Pete’s mother advises him against adopting a child, threatening to exclude him from any inheritance. Pete retorts that the family money no longer exists.
That evening, Betty sleeps in the bed while Don makes do with the floor. In the middle of the night, they have sex. The next morning, Don awakens on the floor to find Betty already gone. The rest of the visit goes awkwardly, and Betty confides in the family housekeeper. Betty and Don return home and she asks him to leave, saying last night they were “just pretending.”
The office throws a baby shower for Harry, featuring gag gifts like diapers, Clearasil, cigarettes, and Playboy magazines. Don learns he’ll travel to California with Pete instead of Paul. Now free, Paul calls Sheila to plan their Mississippi trip.
Pete confides in Peggy his maternal difficulties, believing everything is so easy for Peggy. She denies this is true.
Betty finds Glen Bishop hiding in the backyard playhouse. He has run away from home, thinking his mother doesn’t care about him. He wants to run away with Betty, saying he has money. He seems inspired by a comic book super hero. Betty calls his mother, Helen, who immediately arrives to take Glen home. As he leaves, he tells Betty he hates her.
On a bus to Mississippi, Paul proposes that advertising applies equally to all.
Helen blames Betty for Glen’s behavior. Betty believes Glen is just lonely. Helen admits she hasn’t been the best mother. Betty divulges Don has been staying in a hotel. Helen confides that divorce can be hard, because you are finally in complete control of your own life.
Don and Pete are aboard an airplane going to Los Angeles, California.
Thoughts
Style
Hitchcock’s Rope is mentioned when Paul and his brother joke about having no family money. Registering the black vote was part of the civil rights movement in the sixties.
Then and Now
- Interracial relationships: Some in the office look a bit surprised to see Paul with an African-American woman.

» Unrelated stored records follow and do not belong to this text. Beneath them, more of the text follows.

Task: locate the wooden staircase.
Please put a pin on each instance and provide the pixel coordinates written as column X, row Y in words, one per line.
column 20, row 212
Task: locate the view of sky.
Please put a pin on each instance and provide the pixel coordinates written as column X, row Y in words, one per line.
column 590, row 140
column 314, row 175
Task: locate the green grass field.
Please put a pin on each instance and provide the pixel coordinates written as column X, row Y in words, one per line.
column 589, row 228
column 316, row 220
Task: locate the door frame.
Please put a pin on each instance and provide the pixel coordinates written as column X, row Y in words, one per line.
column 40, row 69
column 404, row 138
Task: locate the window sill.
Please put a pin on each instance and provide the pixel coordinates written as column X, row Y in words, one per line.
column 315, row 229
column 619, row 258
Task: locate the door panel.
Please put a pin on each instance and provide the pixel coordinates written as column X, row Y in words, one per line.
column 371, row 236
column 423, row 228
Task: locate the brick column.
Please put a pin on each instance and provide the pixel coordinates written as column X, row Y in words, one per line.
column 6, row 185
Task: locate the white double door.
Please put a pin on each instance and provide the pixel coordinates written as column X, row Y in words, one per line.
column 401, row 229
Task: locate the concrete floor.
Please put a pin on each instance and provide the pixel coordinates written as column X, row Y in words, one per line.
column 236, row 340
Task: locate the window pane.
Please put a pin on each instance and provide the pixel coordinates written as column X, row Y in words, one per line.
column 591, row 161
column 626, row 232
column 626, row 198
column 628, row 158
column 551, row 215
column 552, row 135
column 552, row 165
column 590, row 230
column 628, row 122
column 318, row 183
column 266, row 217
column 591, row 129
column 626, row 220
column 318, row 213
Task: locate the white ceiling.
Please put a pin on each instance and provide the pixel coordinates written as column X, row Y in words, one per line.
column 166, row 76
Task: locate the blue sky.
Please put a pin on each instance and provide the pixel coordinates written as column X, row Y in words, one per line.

- Smoking: In the last scene, Don and others are smoking on an airplane, which has noticeably larger seats than today’s standards.
Developments
Hildy hugs Harry after the baby shower, which is awkward since they once slept together.
I wonder if Glen’s appearance symbolizes Don’s immaturity. Glen wants to run away, saying he has money, which Don tried to do with Midge – flashing that bonus check and offering a trip to Paris. He then tried to run away with Rachel Menken.
Then again, most of the men on the show are immature. Roger is doing something similar, leaving his wife for a much younger woman, and Pete doesn’t want to have kids.
The episode’s title refers to everything we inherit from our families, above and beyond the monetary. Betty struggles with her father’s illness, Harry with the prospect of being a new father, and Glen with his mother trying to make a new life for herself. At episode’s end, Helen says being in complete control of one’s own life is a burden. But in direct contrast is Don, who relishes complete freedom and control. He’s on a jet plane, leaving for that part of the country where so many will journey in the late sixties, searching for a break from the past.